# Function Calling from First Principles
In this notebook, I'll be working through an example that shows how to do function calling with LLMs.  Function calling is a design pattern that takes advantage of the LLMs immanent knowledge of JSON schema to arm it with the ability to interact with its environment.  

These interaction allow the model to pursue goals with a greater scope of influence than just writing words.  There is a massive potential for goal seeking LLMs across a wide range of use cases, because of the open endedness of the problem solving approach.
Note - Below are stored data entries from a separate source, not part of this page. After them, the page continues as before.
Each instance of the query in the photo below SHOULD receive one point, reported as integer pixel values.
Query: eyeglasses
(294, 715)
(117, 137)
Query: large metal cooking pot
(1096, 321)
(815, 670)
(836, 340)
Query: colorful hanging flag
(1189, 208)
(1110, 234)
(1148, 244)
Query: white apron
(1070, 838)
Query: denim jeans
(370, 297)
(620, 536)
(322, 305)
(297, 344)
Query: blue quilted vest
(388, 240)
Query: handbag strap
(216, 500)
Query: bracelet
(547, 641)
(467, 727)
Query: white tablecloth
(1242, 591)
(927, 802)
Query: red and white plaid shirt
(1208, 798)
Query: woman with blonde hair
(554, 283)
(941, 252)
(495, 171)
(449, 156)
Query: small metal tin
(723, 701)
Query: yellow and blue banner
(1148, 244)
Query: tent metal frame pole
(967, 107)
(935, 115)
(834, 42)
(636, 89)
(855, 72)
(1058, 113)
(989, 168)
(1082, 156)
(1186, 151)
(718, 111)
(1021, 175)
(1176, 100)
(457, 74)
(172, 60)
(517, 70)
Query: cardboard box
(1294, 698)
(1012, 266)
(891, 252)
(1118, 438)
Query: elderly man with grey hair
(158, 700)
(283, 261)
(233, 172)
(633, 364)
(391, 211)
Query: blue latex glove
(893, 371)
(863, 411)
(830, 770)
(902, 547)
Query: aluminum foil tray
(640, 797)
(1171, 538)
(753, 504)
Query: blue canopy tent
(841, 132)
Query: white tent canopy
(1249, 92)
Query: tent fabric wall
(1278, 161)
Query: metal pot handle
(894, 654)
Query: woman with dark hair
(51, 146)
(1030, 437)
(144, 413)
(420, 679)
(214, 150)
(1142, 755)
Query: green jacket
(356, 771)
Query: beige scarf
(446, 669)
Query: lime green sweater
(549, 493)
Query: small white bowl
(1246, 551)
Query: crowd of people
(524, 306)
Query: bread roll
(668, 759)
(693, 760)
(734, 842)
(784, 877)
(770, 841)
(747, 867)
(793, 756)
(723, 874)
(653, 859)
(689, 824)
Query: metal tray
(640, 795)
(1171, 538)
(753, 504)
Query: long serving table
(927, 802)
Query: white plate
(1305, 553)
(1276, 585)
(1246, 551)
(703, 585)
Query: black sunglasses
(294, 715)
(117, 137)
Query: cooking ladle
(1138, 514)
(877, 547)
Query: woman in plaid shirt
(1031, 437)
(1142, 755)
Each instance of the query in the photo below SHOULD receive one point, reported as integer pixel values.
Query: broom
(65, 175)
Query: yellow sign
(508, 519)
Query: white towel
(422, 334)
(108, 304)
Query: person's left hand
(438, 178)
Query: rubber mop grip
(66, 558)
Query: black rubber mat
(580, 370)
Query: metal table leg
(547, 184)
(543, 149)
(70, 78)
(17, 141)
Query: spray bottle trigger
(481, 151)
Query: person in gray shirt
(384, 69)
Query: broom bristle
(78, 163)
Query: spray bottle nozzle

For this example, I have limited the LLMs scope to one tool in order to keep the example focused on understanding what's happening when an LLM actually uses external tools.



In [1]:
import json
import os
import sys
import boto3
from utils import bedrock, print_ww
from utils.utils import extract_model_info

## Setting up Bedrock API.

We'll use AWS bedrock models, specifically Claude V2, to test this design pattern.

In [2]:
boto3_bedrock = bedrock.get_bedrock_client(
    assumed_role=os.environ.get("BEDROCK_ASSUME_ROLE", None),
    region=os.environ.get("AWS_DEFAULT_REGION", "us-east-1"),
    runtime=False
)

Create new client
  Using region: us-east-1
boto3 Bedrock client successfully created!
bedrock(https://bedrock.us-east-1.amazonaws.com)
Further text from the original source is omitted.